DEPORTES

El día que México fue campeón del mundo

Don Julio trae una venda en la cabeza. Muestra una mancha de sangre que los años se han encargado de despintar, aunque el recuerdo lo lleva todos los días de su vida. Hombre bonachón, de piel morena y palabras repetidas a cuanto reportero se le cruza en el camino, dice que fue campeón del mundo en el lejano 2011, que en la víspera de la final les ganaron a los alemanes de Emre Can y que él, con la venda que ahora lleva en la cabeza, regresó al campo para marcar un gol de chilena. Lo repite en varias ocasiones, mirando hacia arriba, como esperando que baje un balón invisible, y le pega también con pies imaginarios. Levanta la voz, como queriendo convencer a la gente, ésa que ya no lo escucha como antes.

El hombre de cabellos blancos se agarra la cabeza, se acomoda la venda gastada y abre los ojos como platos al referirse al tamaño de los germanos que un día, en compañía de un tal Espericueta y otros chamacos, logró tumbarlos. “Aquí traigo algunos recortes de viejos periódicos. Mire, aquí dice mi nombre: Ju-lio Gó-mez”.

Lo escucha un joven reportero de la cadena por Internet TVGol, quien espera afuera del Foro 2 a que le den la señal de pasar con su invitado al programa deportivo de las nueve de la noche.

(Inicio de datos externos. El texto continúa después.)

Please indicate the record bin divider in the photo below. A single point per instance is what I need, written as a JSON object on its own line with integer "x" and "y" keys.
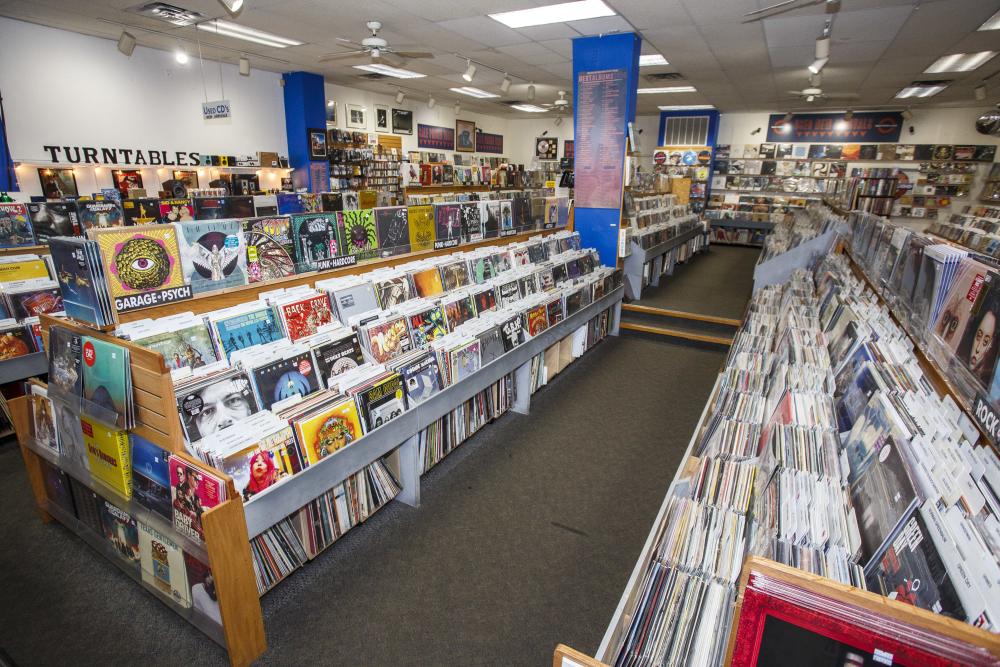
{"x": 226, "y": 543}
{"x": 923, "y": 619}
{"x": 623, "y": 616}
{"x": 231, "y": 296}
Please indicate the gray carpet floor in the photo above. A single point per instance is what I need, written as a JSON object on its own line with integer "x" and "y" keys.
{"x": 525, "y": 538}
{"x": 717, "y": 282}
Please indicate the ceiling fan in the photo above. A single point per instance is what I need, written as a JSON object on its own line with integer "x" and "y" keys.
{"x": 376, "y": 48}
{"x": 832, "y": 7}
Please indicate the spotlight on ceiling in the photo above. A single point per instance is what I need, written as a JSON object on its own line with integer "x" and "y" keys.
{"x": 126, "y": 43}
{"x": 232, "y": 7}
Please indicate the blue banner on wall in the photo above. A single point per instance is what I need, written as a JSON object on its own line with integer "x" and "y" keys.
{"x": 434, "y": 136}
{"x": 864, "y": 127}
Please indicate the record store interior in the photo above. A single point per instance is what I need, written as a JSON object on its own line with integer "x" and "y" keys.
{"x": 314, "y": 351}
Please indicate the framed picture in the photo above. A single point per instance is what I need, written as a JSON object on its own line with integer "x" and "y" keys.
{"x": 126, "y": 179}
{"x": 317, "y": 144}
{"x": 381, "y": 118}
{"x": 465, "y": 136}
{"x": 546, "y": 148}
{"x": 189, "y": 178}
{"x": 356, "y": 118}
{"x": 58, "y": 183}
{"x": 402, "y": 121}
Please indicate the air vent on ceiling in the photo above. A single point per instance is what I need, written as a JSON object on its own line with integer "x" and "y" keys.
{"x": 664, "y": 76}
{"x": 171, "y": 14}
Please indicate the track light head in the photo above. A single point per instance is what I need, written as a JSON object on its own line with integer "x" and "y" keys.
{"x": 126, "y": 43}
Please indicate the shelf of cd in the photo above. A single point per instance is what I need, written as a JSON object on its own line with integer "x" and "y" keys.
{"x": 23, "y": 367}
{"x": 318, "y": 478}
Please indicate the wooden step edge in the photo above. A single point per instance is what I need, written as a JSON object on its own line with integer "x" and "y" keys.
{"x": 702, "y": 338}
{"x": 680, "y": 314}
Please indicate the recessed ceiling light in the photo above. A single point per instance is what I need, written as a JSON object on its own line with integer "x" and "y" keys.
{"x": 992, "y": 23}
{"x": 237, "y": 31}
{"x": 566, "y": 11}
{"x": 473, "y": 92}
{"x": 668, "y": 89}
{"x": 652, "y": 59}
{"x": 960, "y": 62}
{"x": 396, "y": 72}
{"x": 921, "y": 90}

La idea del productor era buscar futbolistas mexicanos, ahora que la selección azteca carece de ellos. Bueno, y en los clubes ni para dónde voltear.

Para el que llegó tarde a esta historia, habría que contarle lo ocurrido hace más de 30 años, después de la pandemia y los estadios vacíos. Primero fue la aparición de varias ligas y las ganas de muchos empresarios de comprar equipos de futbol. Por ejemplo, los Aguacateros de Apatzingán, equipo que tomó la franquicia del Morelia y se dio el lujo de traerse estrellas como Poveda, Goncalvez y Carrizo, aquellos sudamericanos que abandonaron las Ligas de Europa para venir a contar billetes verdes y meter los goles necesarios para poner dicho equipo en los cuernos de la luna.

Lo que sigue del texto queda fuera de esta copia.